According to Lockheed Martin, each of Orion's redundant flight computers is approximately 20,000 times faster than the computer on Apollo and 25 times faster than the flight computers on the International Space Station.
Orion's internal data network is a gigabit ethernet, the same basic network technology in modern offices, and can move data roughly a thousand times faster than the systems on the space shuttle and ISS.
There are five independent flight computers on board, not because anyone expects to use all five at once, but because deep space is a hostile environment for electronics.
High energy particles from cosmic radiation can flip individual bits inside a processor at any time.

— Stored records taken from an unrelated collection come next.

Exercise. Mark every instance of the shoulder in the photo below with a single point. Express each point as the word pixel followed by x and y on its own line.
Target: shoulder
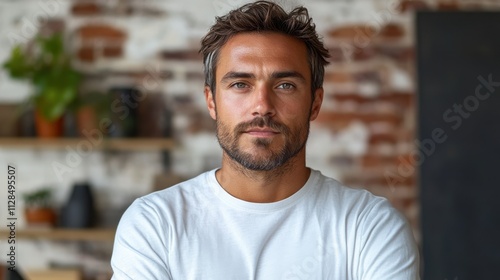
pixel 335 193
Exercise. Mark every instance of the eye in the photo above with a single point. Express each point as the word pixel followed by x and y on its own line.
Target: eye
pixel 239 85
pixel 286 86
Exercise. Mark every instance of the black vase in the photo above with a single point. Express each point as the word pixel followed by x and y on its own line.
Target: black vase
pixel 79 210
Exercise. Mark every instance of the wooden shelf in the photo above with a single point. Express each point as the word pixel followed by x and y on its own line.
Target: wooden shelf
pixel 129 144
pixel 62 234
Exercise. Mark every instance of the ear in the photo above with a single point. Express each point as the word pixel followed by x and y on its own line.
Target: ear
pixel 209 98
pixel 318 100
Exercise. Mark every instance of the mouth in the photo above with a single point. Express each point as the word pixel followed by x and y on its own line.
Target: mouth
pixel 261 132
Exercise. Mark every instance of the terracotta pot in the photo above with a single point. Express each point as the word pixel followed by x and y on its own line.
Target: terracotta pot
pixel 46 128
pixel 40 216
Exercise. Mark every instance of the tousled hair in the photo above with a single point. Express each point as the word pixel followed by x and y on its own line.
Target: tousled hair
pixel 262 16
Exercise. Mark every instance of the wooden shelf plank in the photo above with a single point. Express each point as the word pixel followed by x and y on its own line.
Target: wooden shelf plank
pixel 137 144
pixel 62 234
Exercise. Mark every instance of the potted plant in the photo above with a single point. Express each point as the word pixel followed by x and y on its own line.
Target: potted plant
pixel 48 67
pixel 37 207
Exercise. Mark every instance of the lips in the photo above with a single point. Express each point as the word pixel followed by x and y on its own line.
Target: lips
pixel 262 132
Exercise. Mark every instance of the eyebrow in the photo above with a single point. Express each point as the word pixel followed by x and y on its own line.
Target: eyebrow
pixel 275 75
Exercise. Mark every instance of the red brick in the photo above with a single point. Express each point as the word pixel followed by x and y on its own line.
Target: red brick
pixel 367 76
pixel 85 9
pixel 392 31
pixel 112 52
pixel 100 31
pixel 406 5
pixel 377 138
pixel 338 77
pixel 369 180
pixel 362 54
pixel 402 99
pixel 448 5
pixel 397 53
pixel 348 117
pixel 336 54
pixel 181 55
pixel 352 32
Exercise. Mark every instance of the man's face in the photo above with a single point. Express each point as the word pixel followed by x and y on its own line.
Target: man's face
pixel 263 102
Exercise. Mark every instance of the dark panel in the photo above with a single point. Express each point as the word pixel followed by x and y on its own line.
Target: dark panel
pixel 458 53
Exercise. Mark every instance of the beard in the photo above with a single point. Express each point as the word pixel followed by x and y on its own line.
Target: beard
pixel 270 159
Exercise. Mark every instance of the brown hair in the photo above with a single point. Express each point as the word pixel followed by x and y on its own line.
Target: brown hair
pixel 264 16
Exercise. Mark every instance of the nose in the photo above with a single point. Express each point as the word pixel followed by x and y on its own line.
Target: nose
pixel 264 102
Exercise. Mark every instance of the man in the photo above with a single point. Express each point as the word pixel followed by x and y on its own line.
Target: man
pixel 263 214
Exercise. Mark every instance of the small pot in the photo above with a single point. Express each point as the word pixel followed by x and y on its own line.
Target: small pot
pixel 46 128
pixel 40 216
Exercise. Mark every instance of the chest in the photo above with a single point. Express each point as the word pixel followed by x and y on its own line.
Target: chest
pixel 288 245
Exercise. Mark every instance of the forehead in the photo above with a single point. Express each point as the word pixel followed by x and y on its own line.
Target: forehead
pixel 265 51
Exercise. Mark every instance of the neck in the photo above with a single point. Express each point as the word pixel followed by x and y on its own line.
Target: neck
pixel 263 186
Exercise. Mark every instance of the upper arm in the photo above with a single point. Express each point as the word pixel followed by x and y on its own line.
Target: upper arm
pixel 140 249
pixel 388 248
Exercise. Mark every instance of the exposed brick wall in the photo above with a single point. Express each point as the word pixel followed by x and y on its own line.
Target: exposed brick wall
pixel 370 81
pixel 368 116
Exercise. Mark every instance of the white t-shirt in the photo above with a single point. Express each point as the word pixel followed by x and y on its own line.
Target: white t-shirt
pixel 196 230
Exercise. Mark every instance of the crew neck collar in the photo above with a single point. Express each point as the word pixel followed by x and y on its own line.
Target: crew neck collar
pixel 261 207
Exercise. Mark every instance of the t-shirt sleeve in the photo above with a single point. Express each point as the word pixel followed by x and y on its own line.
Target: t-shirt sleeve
pixel 141 246
pixel 388 248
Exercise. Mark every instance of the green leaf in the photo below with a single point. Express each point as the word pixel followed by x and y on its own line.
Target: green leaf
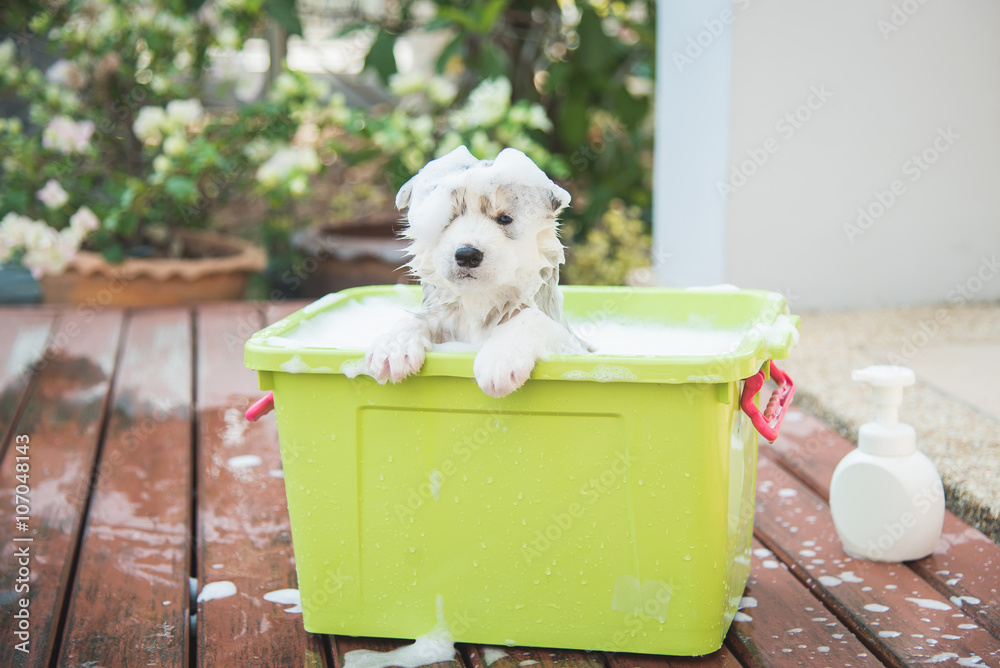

The defense is called triple modular redundancy.
Critical calculations run on three processors simultaneously.
The results are compared, and if one disagrees with the other two, the outlier gets outvoted and ignored.
For navigation, Orion's guidance, navigation and control system known as GNC combines two inertial measurement units, optical star trackers and optical navigation cameras that photograph the moon and earth against the background stars.

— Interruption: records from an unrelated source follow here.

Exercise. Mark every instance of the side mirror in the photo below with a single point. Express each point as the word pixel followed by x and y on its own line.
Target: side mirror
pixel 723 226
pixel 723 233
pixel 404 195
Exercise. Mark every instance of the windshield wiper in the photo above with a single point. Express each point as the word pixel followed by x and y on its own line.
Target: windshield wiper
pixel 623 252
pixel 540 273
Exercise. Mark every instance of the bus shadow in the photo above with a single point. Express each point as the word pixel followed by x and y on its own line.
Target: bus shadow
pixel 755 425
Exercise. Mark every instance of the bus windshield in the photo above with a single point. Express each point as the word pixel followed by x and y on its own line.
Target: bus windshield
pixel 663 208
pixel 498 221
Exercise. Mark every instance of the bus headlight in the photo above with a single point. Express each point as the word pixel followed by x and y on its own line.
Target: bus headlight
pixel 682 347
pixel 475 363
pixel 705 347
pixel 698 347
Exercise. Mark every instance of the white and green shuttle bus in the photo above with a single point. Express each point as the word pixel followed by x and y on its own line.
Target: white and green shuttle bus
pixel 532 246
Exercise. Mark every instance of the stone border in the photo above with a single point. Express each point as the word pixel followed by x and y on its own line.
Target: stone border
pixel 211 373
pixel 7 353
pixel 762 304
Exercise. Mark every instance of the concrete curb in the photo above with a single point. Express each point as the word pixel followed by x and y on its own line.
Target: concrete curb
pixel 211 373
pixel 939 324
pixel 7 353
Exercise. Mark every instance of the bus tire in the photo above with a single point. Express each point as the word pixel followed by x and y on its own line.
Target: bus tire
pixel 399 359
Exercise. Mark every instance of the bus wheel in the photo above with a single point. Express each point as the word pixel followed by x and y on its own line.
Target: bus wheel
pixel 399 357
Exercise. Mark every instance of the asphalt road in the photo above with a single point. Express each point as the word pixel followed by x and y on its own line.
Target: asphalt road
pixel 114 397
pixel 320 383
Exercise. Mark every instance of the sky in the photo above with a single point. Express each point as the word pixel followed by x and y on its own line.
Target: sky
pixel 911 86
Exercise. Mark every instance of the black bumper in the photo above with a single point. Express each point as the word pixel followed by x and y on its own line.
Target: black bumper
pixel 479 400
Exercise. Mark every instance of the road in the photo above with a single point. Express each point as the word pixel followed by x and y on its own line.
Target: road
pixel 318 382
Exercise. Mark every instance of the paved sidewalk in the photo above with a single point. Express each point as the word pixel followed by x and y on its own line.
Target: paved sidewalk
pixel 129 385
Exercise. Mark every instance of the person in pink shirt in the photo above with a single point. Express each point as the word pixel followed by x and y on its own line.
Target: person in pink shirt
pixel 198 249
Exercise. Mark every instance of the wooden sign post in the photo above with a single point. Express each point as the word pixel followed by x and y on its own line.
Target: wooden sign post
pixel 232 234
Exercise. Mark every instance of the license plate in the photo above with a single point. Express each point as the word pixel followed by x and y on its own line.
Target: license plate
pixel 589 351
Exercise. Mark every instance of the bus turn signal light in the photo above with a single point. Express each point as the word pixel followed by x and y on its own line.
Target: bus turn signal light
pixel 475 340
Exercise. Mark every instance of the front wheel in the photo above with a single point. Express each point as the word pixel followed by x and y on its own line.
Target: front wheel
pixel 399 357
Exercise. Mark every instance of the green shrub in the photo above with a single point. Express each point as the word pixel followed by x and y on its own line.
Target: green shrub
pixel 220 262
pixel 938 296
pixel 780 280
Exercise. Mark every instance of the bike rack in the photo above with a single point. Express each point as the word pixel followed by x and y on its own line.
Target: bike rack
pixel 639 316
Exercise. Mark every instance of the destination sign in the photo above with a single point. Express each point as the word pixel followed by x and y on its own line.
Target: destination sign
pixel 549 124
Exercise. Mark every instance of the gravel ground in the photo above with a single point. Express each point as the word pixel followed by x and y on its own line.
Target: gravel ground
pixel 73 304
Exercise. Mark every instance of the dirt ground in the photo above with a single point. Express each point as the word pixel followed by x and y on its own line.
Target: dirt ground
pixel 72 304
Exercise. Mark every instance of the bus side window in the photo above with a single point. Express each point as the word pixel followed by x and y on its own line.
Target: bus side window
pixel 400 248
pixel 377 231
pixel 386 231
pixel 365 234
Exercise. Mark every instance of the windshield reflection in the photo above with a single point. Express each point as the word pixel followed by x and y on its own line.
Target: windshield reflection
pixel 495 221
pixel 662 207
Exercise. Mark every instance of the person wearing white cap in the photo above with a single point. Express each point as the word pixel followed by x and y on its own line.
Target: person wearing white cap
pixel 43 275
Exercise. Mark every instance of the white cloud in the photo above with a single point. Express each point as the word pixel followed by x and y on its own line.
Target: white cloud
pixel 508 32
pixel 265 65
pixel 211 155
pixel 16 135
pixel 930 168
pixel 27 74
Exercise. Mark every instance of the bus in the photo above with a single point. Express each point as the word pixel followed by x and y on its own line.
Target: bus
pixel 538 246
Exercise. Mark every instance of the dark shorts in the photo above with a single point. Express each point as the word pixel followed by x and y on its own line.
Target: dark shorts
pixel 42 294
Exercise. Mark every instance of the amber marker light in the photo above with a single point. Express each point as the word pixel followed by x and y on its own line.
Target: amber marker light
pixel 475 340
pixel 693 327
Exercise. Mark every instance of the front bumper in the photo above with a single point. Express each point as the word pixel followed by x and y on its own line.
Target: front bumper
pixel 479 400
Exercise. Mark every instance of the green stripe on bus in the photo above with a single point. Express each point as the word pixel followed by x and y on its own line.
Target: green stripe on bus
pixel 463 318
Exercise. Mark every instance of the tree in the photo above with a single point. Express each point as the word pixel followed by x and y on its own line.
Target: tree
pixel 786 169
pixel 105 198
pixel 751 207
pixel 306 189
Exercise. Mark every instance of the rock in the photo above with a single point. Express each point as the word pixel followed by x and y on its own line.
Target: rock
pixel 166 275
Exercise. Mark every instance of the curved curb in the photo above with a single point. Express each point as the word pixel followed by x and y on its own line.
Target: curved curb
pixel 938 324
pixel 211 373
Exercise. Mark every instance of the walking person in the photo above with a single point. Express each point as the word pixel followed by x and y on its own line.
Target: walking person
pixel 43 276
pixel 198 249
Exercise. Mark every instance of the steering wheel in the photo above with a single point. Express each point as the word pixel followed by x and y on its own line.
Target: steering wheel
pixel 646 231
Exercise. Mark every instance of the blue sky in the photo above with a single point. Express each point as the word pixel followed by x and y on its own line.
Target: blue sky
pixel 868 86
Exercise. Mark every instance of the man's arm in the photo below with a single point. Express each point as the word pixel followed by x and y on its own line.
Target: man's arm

GPS doesn't work beyond Earth orbit.
Satellites are too far below and their geometry is just wrong for tracking spacecraft at lunar distances.
So Orion has to know where it is by combining what its gyroscopes and accelerometers measure with what its cameras can see in the sky.
The system handles this continuously without requiring ground input.
Scott Modesset, Lockheed Martin's Artemis II mission manager, described the significance of the avionics during the original power on test.
He says, firing up the avionics inside a spacecraft that will send humans back to the moon for the first time in 50 years is a significant event.
Our test team and flight systems all did their jobs and performed expectedly well during the tests.
The crew has been actively flying Orion at intervals during the mission to test its manual handling characteristics.
It's part of the test flight purpose.
But the spacecraft has handled most of the operation workload itself.
Mission Commander Reed Weissman told the BBC before launch, it is a test mission and we are ready for every scenario.